2.          Erez Raphael, the Company’s Vice President of Research and Development, has assumed the dual role of President and Chief Executive Officer of the Company and will be responsible for the overall management of the Company, including setting and overseeing the strategic goals and budgets of the company and its various departments.

 

3.          Shilo Ben Zeev, a co-founder of the Company and most recently its President and Chief Operating Officer, is departing the Company to pursue other business interests but is anticipated to remain as a strategic consultant to the Company over the coming months.

 

On August 12, 2013, the Company issued a press release announcing the foregoing management changes. A copy of such press release is filed as Exhibit 99.1 to this Current Report.

 

The following is certain biographical information regarding Mr. Raphael:

 

Erez Raphael, 40, has served as our President and Chief Executive Officer since August 9, 2013. He joined our company as Vice President of Research and Development in October 2012. Mr. Raphael has over 17 years of industry experience, having been responsible in his career for product delivery, technology and business development. Prior to joining our company in 2012, from 2010 to 2012, Mr. Raphael served as Head of Business Operations Nokia Siemens Networks, where he was responsible for establishing and implementing a new portfolio business unit directed towards marketing and sales of complimentary products. Prior to that, from 1998 to 2010, he held increasingly senior positions at Amdocs Limited (NYSE:DOX) where he was ultimately responsible for advising the Chief Technology Officer and implementing matters of overall business strategy. Mr. Raphael holds a BA in economics and business management from Haifa University.

 

Agreements Memorializing Management Changes

 

In connection with its action, the Board has delegated authority to the Compensation Committee of the Board the power to determine and approve the memorialization of the economic and other contractual arrangements with each of Dr. Fuerst, Mr. Raphael and Mr. Ben Zeev.
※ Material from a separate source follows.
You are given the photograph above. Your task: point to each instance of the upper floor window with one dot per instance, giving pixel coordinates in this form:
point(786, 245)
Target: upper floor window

It is expected that such arrangements will be entered into in the coming weeks.

 

 
 
Item 9.01.Financial Statements and Exhibits.

 

(d)Exhibits.

 

99.1Press Release, dated August 12, 2013, concerning the Company’s management changes.

 

Cautionary Note Regarding Forward-Looking Statements

 

This Current Report of the Company contains or may contain forward-looking statements within the meaning of the Private Securities Litigation Reform Act of 1995. Statements that are not statements of historical fact may be deemed to be forward-looking statements. Without limiting the generality of the foregoing, words such as “plan,” “project,” “potential,” “seek,” "may," "will," "expect," "believe," "anticipate," "intend," "could," "estimate" or "continue" are intended to identify forward-looking statements. Readers are cautioned that certain important factors may affect the Company's actual results and could cause such results to differ materially from any forward-looking statements that may be made in this Current Report. Factors that may affect the Company's results include, but are not limited to, the actual negotiations with and performance of the executives and consultant named herein. Additional factors that could cause or contribute to differences between the Company's actual results and forward-looking statements include, but are not limited to, those risks discussed in the Company's filings with the U.S. Securities and Exchange Commission. Readers are cautioned that actual results (including, without limitation, the results of the Company’s management restructuring discussed herein) may differ significantly from those set forth in the forward-looking statements. The Company undertakes no obligation to publicly update any forward-looking statements, whether as a result of new information, future events or otherwise, except as required by applicable law.

 

 
 

SIGNATURES

 

Pursuant to the requirements of the Securities Exchange Act of 1934, the Registrant has duly caused this report to be signed on its behalf by the undersigned hereunto duly authorized.

 

 

Dated: August 15, 2013 LABSTYLE INNOVATIONS CORP.